La sensibilité des plantes revient au goût du jour
Se tourner vers le soleil pour en capter les rayons, s'agripper à une clôture pour continuer de grimper: les plantes aussi ont leur sensibilité, bien différente de celle des humains, une spécificité qui attire les chercheurs ces dernières années.
"Ce qu'on entend par sensibilité, ce n'est pas le fait que les plantes ont des émotions ou des sentiments comme les humains. C'est le fait qu'elles reçoivent des informations de leur environnement de manière précise, continue et dynamique, et que ces informations vont les amener à avoir des réactions, visibles ou non à nos yeux", explique à l'AFP Delphine Arbelet-Bonnin, docteure en biologie cellulaire et co-autrice de "Sensibles par nature", un livre paru début octobre chez Ulmer.
L'idée n'est pas nouvelle - le Britannique Charles Darwin ou le Français Claude Bernard l'ont avancée au XIXe siècle - mais les progrès de la biologie moderne la confirme jour après jour.
Capter les messages dans l'air, toucher sans peau ni doigts, dialoguer secrètement par les racines, vibrer au rythme des bruits alentours... La gamme des sensibilités est riche.
Mais comment les plantes, dépourvues par essence de système nerveux, font-elles ?
Pour comprendre, il faut zoomer jusqu'aux capteurs placés sur les membranes entourant leurs cellules.
C'est là que les plantes réceptionnent les informations provenant de leur environnement, qu'elles transforment en signaux électriques.
Prenons l'exemple de la Drosera tokaiensis - la rosée du Tokaï - une jolie plante carnivore à la fleur violette: lorsqu'elle perçoit qu'une chenille affamée est en approche, elle est parcourue de signaux électriques.
Ces signaux "ne sont pas exactement les mêmes que ceux qui parcourent le système nerveux des animaux, mais ils en sont très proches", explique la biologiste. Dans le même temps, les phytohormones - les hormones chez les plantes - véhiculent également des informations dans tout l'organisme.

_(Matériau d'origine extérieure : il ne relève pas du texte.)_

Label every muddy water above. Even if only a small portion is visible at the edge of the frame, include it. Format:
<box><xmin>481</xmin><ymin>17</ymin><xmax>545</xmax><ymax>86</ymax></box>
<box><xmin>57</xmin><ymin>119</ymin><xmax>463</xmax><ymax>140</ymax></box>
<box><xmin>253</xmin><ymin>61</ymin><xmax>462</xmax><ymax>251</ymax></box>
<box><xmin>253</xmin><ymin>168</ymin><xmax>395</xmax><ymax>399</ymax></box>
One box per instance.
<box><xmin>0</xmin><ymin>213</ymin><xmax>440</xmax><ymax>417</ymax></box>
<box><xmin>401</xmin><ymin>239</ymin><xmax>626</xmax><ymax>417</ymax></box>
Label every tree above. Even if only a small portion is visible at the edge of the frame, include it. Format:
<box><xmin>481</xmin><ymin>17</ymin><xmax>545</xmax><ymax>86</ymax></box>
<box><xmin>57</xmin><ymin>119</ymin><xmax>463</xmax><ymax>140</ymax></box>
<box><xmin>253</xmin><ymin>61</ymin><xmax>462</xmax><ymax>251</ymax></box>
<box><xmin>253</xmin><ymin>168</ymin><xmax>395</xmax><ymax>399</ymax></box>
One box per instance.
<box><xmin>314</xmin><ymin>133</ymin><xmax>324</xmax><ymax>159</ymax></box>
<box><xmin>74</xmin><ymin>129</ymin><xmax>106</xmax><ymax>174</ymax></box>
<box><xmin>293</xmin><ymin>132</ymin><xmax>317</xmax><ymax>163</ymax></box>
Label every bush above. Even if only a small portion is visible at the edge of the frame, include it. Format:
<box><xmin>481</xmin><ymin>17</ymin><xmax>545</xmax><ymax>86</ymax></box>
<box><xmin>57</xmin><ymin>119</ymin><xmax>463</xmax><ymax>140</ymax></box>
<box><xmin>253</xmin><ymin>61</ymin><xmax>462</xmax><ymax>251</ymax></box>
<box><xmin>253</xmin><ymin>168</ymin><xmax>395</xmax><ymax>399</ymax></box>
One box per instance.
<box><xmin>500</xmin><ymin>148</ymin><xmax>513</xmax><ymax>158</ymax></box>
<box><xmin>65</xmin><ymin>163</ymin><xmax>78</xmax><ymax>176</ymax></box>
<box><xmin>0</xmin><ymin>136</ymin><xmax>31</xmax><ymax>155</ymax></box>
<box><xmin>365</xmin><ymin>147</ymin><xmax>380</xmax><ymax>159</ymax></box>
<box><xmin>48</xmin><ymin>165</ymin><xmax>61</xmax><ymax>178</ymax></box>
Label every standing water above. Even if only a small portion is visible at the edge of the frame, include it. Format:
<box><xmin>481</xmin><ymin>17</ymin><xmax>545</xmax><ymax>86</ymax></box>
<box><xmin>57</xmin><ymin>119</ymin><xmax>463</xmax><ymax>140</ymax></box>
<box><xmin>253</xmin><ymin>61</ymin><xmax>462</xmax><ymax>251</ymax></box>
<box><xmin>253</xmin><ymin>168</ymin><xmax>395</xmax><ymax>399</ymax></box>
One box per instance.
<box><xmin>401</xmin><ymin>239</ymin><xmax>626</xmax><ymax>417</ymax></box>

Ces signaux électriques et ces hormones vont entraîner de manière diffuse dans l'organisme des réactions biochimiques "qui vont orienter la croissance, le métabolisme".
Et dans le cas de notre rosée du Tokai, lui intimer l'ordre de refermer ses pétales, afin de protéger de la voracité de la chenille ses organes reproducteurs.
- Cécité végétale -
Le tournesol, qui se tourne ostensiblement vers le soleil, la bryone, le lierre ou le haricot, qui grimpent à n'en plus finir, ou encore cette incroyable Alsomitra macrocarpa, une plante japonaise dont les graines ailées planent sur plusieurs mètres au moment de la libération des fruits, sont autant d'exemples de sensibilité végétale très visibles à l'oeil nu.
Mais généralement, c'est la "cécité végétale" - conceptualisée en 1986 par le botaniste américain James Wandersee - qui l'emporte.
"On a tendance à voir ce qui va bouger - les animaux - ou ce qui va faire du bruit - les oiseaux qui chantent. Les plantes sont moins mobiles, elles ne sont pas dans la même échelle de temps que nous, donc on fait moins attention", souligne Delphine Arbelet-Bonnin.
Les regards évoluent pourtant "depuis une vingtaine d'années", note Lucia Sylvain Bonfanti, co-autrice du livre, qui termine cette année sa thèse sur la sensibilité des plantes après un parcours pluridisciplinaire alliant psychologie, neurosciences, biologie cellulaire et géographie.
"En anthropologie, en géographie, notamment, on recommence à parler de la sensibilité des plantes, de leur capacité d'agentivité - être maître de soi - de leur façon de communiquer, de ce rapport qu'on a à elles aussi. C'est un tournant végétal qu'on voit dans les sciences humaines et sociales, mais qu'on voit aussi dans l'art, notamment le théâtre et la poésie", souligne-t-elle.
Le Covid, notamment, est passé par là.
"Récemment, une étude menée en Grande-Bretagne a montré après le confinement un intérêt croissant des gens pour les plantes, les jardins, parce que c'est assimilé au bien-être et à un retour à la nature", rappelle Delphine Arbelet-Bonnin.